I get a constant stream of spam from barracudas. Like this, only several
times a minute:

2007Jan27 00:57:29 [399] connect from navgw2.affinitygroup.com at ('12.17.223.118', 41374) EXTERNAL
2007Jan27 00:57:29 [399] hello from den-barracuda.affinitygroup.com
2007Jan27 00:57:29 [399] mail from <> ('SIZE=2516',)
2007Jan27 00:57:29 [399] Received-SPF: none (mail.bmsi.com: 12.17.223.118 is neither permitted nor denied by domain of den-barracuda.affinitygroup.com) client_ip=12.17.223.118; helo=den-barracuda.affinitygroup.com; receiver=mail.bmsi.com; identity=helo
2007Jan27 00:57:29 [399] X-Guessed-SPF: neutral
2007Jan27 00:57:29 [399] rcpt to <rkmna@bmsaix.bmsi.com> ()
2007Jan27 00:57:29 [399] REJECT: bounce with no SRS encoding

The only good thing is that they have *finally* started using real
DSNs instead of replies, so at least I am rejecting them in SMTP
envelope now. I would actually be impressed if they checked SPF and
rejected SPF FAIL. (Although maybe that is a config option, and I
just never see mail from boxes that are configured that way.)

--
Stuart D. Gathman <stuart@bmsi.com>
Business Management Systems Inc. Phone: 703 591-0911 Fax: 703 591-6154
"Confutatis maledictis, flammis acribus addictis" - background song for
a Microsoft sponsored "Where do you want to go from here?" commercial.

-------
Sender Policy Framework: http://www.openspf.org/
Archives at http://archives.listbox.com/spf-discuss/current/
To unsubscribe, change your address, or temporarily deactivate your subscription,
please go to http://v2.listbox.com/member/?list_id=735

At 12:13 PM 1/27/2007 -0500, you wrote:

>On Sat, 27 Jan 2007, David MacQuigg wrote:
>
> > Most small companies now use a spam appliance, like the Barracuda box we
> > have at U of A. These seem to be very "user friendly" in providing a nice
> > web interface for whitelisting and blacklisting.
>
>I get a constant stream of spam from barracudas. Like this, only several
>times a minute:
>
>2007Jan27 00:57:29 [399] connect from navgw2.affinitygroup.com at
>('12.17.223.118', 41374) EXTERNAL
>2007Jan27 00:57:29 [399] hello from den-barracuda.affinitygroup.com
>2007Jan27 00:57:29 [399] mail from <> ('SIZE=2516',)
>2007Jan27 00:57:29 [399] Received-SPF: none (mail.bmsi.com: 12.17.223.118
>is neither permitted nor denied by domain of
>den-barracuda.affinitygroup.com) client_ip=12.17.223.118;
>helo=den-barracuda.affinitygroup.com; receiver=mail.bmsi.com; identity=helo
>2007Jan27 00:57:29 [399] X-Guessed-SPF: neutral
>2007Jan27 00:57:29 [399] rcpt to <rkmna@bmsaix.bmsi.com> ()
>2007Jan27 00:57:29 [399] REJECT: bounce with no SRS encoding
>
>The only good thing is that they have *finally* started using real
>DSNs instead of replies, so at least I am rejecting them in SMTP
>envelope now. I would actually be impressed if they checked SPF and
>rejected SPF FAIL. (Although maybe that is a config option, and I
>just never see mail from boxes that are configured that way.)
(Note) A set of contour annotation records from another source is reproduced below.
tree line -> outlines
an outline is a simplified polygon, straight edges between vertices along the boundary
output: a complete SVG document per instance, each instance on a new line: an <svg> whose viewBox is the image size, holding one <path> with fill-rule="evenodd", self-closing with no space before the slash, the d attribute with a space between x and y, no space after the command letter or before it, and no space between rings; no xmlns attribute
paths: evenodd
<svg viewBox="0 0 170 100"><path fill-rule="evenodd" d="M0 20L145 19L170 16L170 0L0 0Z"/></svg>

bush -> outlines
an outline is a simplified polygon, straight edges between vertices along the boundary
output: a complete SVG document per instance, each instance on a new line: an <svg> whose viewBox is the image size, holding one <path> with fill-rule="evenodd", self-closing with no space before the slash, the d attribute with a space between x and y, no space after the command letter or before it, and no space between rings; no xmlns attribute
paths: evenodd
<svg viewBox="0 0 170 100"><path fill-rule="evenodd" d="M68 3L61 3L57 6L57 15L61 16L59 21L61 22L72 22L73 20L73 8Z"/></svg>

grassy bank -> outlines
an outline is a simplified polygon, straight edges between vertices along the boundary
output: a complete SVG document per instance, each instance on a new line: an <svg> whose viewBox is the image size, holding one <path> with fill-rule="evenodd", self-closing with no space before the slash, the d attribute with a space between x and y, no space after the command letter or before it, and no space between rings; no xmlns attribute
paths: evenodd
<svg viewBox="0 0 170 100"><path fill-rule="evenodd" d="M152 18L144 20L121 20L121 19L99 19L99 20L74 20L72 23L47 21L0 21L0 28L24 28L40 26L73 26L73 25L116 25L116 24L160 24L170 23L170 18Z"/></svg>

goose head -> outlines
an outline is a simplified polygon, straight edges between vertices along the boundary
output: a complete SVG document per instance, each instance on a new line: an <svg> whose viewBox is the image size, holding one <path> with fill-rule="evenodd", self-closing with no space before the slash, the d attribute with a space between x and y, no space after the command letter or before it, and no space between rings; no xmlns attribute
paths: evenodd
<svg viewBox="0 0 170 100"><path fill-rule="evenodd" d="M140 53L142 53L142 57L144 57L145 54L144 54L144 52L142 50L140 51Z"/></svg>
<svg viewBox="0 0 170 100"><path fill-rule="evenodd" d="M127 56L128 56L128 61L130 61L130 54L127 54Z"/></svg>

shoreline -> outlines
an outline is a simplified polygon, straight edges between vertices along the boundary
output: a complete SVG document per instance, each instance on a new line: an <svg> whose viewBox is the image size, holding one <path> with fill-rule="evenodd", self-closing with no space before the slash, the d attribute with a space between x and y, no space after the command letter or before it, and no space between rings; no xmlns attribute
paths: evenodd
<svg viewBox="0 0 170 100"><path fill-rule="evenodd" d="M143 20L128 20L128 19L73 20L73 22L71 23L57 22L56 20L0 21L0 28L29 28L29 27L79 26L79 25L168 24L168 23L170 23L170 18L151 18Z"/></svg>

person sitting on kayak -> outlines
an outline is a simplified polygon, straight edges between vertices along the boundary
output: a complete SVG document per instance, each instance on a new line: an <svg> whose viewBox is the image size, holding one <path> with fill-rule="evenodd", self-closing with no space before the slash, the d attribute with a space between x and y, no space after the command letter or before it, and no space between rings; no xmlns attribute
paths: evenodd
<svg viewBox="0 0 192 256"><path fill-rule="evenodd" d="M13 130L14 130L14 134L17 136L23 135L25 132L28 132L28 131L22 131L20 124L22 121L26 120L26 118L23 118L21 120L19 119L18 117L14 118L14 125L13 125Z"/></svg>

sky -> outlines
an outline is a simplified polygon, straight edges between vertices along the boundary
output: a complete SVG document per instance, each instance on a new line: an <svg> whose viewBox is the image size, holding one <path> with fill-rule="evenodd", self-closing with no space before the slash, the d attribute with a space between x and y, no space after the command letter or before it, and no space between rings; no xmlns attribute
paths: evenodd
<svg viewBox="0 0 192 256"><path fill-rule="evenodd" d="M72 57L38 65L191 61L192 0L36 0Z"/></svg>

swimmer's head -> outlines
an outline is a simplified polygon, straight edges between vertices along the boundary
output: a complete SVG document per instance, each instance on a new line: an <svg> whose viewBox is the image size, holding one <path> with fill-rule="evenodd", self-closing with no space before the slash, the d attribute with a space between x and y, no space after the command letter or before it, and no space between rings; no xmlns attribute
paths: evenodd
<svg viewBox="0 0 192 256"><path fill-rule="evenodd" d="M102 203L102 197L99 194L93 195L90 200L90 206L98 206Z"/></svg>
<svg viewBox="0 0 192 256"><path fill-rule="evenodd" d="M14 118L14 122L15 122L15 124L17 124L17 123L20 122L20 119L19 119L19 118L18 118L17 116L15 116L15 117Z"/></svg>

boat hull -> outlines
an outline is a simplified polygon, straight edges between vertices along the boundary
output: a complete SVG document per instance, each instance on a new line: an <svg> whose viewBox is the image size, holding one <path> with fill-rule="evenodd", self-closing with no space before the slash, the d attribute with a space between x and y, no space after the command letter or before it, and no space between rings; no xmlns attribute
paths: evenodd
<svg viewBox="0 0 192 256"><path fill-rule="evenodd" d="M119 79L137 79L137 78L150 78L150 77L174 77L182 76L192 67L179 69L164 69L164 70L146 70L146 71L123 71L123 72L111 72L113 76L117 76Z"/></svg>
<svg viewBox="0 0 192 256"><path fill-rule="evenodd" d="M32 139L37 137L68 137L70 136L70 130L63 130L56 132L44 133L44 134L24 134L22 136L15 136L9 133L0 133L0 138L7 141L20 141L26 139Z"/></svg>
OK, this is excellent input for my list of services with mail-handling
problems. I wasn't aware of this, probably because my domains are too
small for spammers to use as forged return addresses, and I'm only on the
recipient side of this firewall.

Barracuda Spam Firewall - sends "bounce spam" to forged return
addresses. This can get your IP blacklisted.

Have I summarized this correctly? I'll keep your post above in my file, in
case anyone asks for specifics on why Barracuda is listed as having problems.

Any more candidates - either spam appliances or email services that the
public might subscribe to?

-- Dave


-------
Sender Policy Framework: http://www.openspf.org/
Archives at http://archives.listbox.com/spf-discuss/current/
To unsubscribe, change your address, or temporarily deactivate your subscription,
please go to http://v2.listbox.com/member/?list_id=735

David MacQuigg wrote:

> Barracuda Spam Firewall - sends "bounce spam" to forged
> return addresses. This can get your IP blacklisted.

> Have I summarized this correctly?

Yes. But it's old (2004) news, at this time it was the
default behaviour of "barracudas", admins had to fix it.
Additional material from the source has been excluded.